Hayes looked guarded again, eyeing the officers and their obvious impatience. “You might be able to write them.”
She forced herself to let go of his arm, aware of how her pulse raced. “Be careful. I’ll hold you to that. Although I’m sure your days will be much more interesting than mine.”
He gave her a small smile, but his expression remained serious. “I won’t try to contact or visit you. Not for any reason. If anyone or anything suggests otherwise, don’t believe it.”
She nodded. “Then… I suppose this is goodbye.”
The gold of his eyes darkened a little, and he lost that crisp tone for something warmer, something private. “No. It’s an, ‘I’ll see you soon.’ Hang in there, Bunny.”
She held onto his words while the receptionist checked her in and the head doctor greeted her personally. He was a thin, mild man who only said that he hoped she’d enjoy the stay, and that while nothing could be given to her from the outside, they’d do their best to accommodate her otherwise. Cora gave a suitably polite response, hoping she didn’t look as reluctant as she felt.
A nurse showed her to the bedroom. It was bright, airy, and as luxurious as any hotel room she’d been in. These types of places usually were, since the women who visited them were rich and sick from indulgence instead of disease. Cora wasn’t surprised when her luggage arrived only after it had been searched for bottles of morphine and caches of cocaine.
Unpacking didn’t take too long. The robe and gown offered for patients actually recovering from injury or illness were just as dreadful as she’d imagined, and she quickly shoved them to the far end of the closet, which was much too small to hold all her clothing. It was something that would have annoyed her normally, but instead she thought back to how Hayes’ closet had been even smaller. How she hadn’t minded it at all. She checked her watch. He probably wasn’t even back in the main districts of the city yet. Hardly half an hour had passed.

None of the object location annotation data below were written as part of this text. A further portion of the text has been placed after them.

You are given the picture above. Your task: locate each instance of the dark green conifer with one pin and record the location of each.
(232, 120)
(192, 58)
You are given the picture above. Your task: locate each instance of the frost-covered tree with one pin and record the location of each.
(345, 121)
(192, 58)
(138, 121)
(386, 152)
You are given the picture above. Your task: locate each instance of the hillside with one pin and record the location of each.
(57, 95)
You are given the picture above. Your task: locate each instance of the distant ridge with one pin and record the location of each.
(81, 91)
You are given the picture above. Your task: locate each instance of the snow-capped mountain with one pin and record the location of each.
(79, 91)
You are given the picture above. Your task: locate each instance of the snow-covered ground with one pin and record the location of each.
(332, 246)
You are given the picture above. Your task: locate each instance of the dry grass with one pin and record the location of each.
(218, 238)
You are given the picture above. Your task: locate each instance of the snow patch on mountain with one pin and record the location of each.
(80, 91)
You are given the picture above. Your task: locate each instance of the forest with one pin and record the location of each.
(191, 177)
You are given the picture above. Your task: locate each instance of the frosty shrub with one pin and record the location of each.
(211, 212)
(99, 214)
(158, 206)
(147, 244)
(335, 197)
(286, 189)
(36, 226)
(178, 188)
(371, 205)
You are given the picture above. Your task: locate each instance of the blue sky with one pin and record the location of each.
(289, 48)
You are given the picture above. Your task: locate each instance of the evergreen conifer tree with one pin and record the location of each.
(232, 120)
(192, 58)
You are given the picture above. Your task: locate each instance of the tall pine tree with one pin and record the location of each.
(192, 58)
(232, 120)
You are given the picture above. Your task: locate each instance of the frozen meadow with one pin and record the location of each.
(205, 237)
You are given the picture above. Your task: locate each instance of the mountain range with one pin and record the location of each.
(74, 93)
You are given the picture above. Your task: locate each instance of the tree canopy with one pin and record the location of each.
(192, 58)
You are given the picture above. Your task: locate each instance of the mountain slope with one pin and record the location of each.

The large window had a bench built into it, allowing the patient to sun herself. It could also be opened to allow in the scent of the rose trellis below. When Cora looked through the pristine glass, she saw a sedate garden and some green lawn where a few patients walked or performed other types of gentle exercise. The ocean looked so near and yet also completely out of reach, and watching the glimmer of its waves made her feel even worse.
She tried reading a few books but quickly grew bored. A call button brought in a nurse no matter what time of day or night it was, but she resisted the urge. There was nothing really wrong. Merely, she didn’t want to be here.
She managed to wait until after supper before asking a nurse for writing materials.
“I’m sorry, Miss Marshall. You aren’t allowed pens or pencils.”
She supposed she couldn’t make a fuss over that when it was how Freddy had died. “What about drawing crayons?”
It wasn’t the prettiest letter, but she was still able to write it.
My dear Detective,
It’s funny to think that the last time I wrote to you, it was to ask for a consultation. I am much more confident now that everything will turn out fine. Perhaps that’s ironic, since I’m just as caged now as I was then. But don’t worry, this isn’t a “poor little me” letter. The staff and room are very nice, and so is the view. And frankly, the last thing I want to talk about is staying here.
I thought of something else related to Beaumont and Freddy’s death. What was Freddy about to reveal to his lawyer? I think the time of his death is as suspicious as its manner. From the moment he woke up surrounded by the ruins of his ritual, he began confessing all his deeds and didn’t stop. So why kill him when the cat was already out of the bag? Maybe there was something more he knew…
Just some thoughts to add to the ones we had earlier. I’m sure you’re already working on our bet. And Hayes, I know you’re very serious about your work, but try to have some fun as well. Sometimes it’s as if you’ve forgotten what that even feels like.